As the Secretary of Homeland Security, you have the authority under current law to grant humanitarian parole for cases like Mr. Bailey’s where urgent humanitarian considerations and significant public benefit apply. In addition to the public benefit of bringing home a U.S. veteran who has proudly served his country, paroling Mr. Bailey into the United States is also an appropriate next step to address the profoundly devastating impact of his deportation on his two U.S. citizen children. His daughter, only 11-years-old at the time ICE officers took her father away, continues to face significant mental health challenges and has been unable to attend college, a dream both her and her father shared for her. His son—traumatized by the loss of his father and the subsequent economic challenges including suffering from hunger—has had trouble with the criminal legal system.
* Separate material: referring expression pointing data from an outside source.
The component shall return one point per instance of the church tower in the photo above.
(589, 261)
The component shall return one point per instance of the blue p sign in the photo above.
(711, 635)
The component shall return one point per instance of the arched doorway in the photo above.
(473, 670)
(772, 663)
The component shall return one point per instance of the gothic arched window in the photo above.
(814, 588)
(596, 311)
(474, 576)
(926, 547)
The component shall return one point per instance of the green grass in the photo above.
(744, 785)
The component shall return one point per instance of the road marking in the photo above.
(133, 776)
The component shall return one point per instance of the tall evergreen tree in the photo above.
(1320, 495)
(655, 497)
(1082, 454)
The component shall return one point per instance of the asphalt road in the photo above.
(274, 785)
The Biden administration has committed to honoring family unity and redressing racial injustices where possible. Returning Mr. Bailey to the U.S., in light of his overwhelming positive equities and the injustice of his deportation, honors these priorities and is a small step toward restoring humanity to the U.S. immigration system. We urge you to join his motion to reopen his immigration proceedings and grant his application for humanitarian parole.